Il attendait patiemment la tombée de la nuit. En fumant. Le plus souvent garé sous les platanes de la place Jourdan. Le cul du Combi Volkswagen tourné vers les façades des banques. La bouteille de mousseux rafraîchie dans un seau en plastique et dans l’autoradio, la voix de Klaus Nomi sur la musique de Purcell, The Cold Song. En boucle. Après, quand le soir descendait sur les angles des immeubles en pierre, que les derniers traîne-savate gavés de mauvais shit et de bière éventée ébranlaient leur cortège de chiens vers les profondeurs de la nuit, il démarrait le vétuste moteur qui répondait au quatrième tour de clef selon un rite sans doute germanique. La traque alors pouvait commencer. L’avenue Charles-de-Gaulle s’ouvrait d’un côté sur les enseignes lumineuses des cinémas et autres estaminets et à sa droite sur l’obscurité des voies de chemin de fer que venaient parfois traverser les phares d’une motrice suivie d’un long convoi de voitures éclairées en partance vers le sud. Au bout, le campanile de la gare dressait sa vigie de pierre qu’un éclairage sobre découpait sur la profondeur du ciel. Le premier repérage était à l’angle du jardin de la gare. Elles étaient là. Dans l’ombre. Une, deux. Parfois trois. Jamais plus. À quelques mètres de distance les unes des autres. Des corps moulés dans des habits trop justes. Des jupes trop courtes. Des chemises échancrées sur des poitrines opulentes. Des jambes dodues prises dans des collants résille. Le regard prometteur. La bouche évocatrice. Ou parfois indifférente, le téléphone vissé sur l’oreille et le verbe haut d’une langue étrangère que martèle la colère d’un talon frappant le sol. Au bout, il tournait et remontait le cours Gay-Lussac, lentement, comme la plupart des autres véhicules. Comme s’ils avaient la même attente pour la même chose. Il méprisait les regards torves de tous ces anonymes qui participaient à ce manège. Le supposant animé du même objectif. Comment aurait-il pu expliquer que sa quête n’avait rien à voir avec leurs misérables pulsions sexuelles ? Y avait-il des mots pour ça ?

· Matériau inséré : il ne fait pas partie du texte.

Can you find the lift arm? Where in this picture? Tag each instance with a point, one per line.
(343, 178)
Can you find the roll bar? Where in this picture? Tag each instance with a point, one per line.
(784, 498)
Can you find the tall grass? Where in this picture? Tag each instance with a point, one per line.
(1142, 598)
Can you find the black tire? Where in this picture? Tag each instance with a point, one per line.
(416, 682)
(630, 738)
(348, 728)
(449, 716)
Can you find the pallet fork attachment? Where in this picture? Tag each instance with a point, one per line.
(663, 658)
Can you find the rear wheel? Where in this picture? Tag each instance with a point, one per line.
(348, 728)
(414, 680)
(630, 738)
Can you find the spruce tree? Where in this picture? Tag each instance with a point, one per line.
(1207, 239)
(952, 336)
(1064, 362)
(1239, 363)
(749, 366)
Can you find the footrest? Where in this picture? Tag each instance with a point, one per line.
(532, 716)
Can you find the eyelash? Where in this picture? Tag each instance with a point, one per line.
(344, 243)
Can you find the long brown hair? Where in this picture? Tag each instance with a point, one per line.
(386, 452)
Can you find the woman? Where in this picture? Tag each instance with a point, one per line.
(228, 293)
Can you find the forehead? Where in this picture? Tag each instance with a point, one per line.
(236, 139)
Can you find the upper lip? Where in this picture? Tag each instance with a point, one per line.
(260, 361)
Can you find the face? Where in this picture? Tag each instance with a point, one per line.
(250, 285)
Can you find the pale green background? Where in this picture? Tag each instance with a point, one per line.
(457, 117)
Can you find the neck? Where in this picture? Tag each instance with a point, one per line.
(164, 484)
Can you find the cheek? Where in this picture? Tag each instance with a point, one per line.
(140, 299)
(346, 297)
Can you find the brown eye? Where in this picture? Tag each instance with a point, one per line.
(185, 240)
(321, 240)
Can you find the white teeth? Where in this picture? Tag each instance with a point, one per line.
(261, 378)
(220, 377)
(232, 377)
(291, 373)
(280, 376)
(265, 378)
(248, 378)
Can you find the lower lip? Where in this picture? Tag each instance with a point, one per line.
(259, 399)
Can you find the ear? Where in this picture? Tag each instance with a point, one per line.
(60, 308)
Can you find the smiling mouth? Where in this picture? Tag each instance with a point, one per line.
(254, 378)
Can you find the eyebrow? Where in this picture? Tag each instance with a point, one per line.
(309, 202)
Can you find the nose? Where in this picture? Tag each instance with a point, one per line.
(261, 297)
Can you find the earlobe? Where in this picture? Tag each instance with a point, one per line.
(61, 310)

Dans l’abribus et autour, dans l’ombre du parking désert, d’autres encore. Chacune contrôlant un territoire ethnique bien défini. La plupart venaient d’Europe centrale ou des pays de l’Est, Bulgares, Roumaines, Ukrainiennes sans doute ; on entendait les sons des voix gutturales ou latines selon leur provenance, qui s’interpellaient. On ne savait trop si c’était amical ou non mais les violences étaient rares. Quelque part dans des encoignures de porte, dans des voitures immobiles dont les vitres entrouvertes laissaient passer le filet gris d’une fumée de cigarette, l’œil vigilant du propriétaire surveillait le « cheptel ».

Ce n’était pas ce qu’il cherchait. Il contourna par le cours Vergniaud et redescendit le cours Bugeaud. Les mêmes ombres partout. Fugitives. Silhouettes évanescentes dans l’éclairage roux des lampadaires. Maintenant il avait fait le tour. Celle qu’il attendait n’était pas là. Pourtant, il savait que quelque part dans cette ville, la rencontre aurait lieu. Forcément.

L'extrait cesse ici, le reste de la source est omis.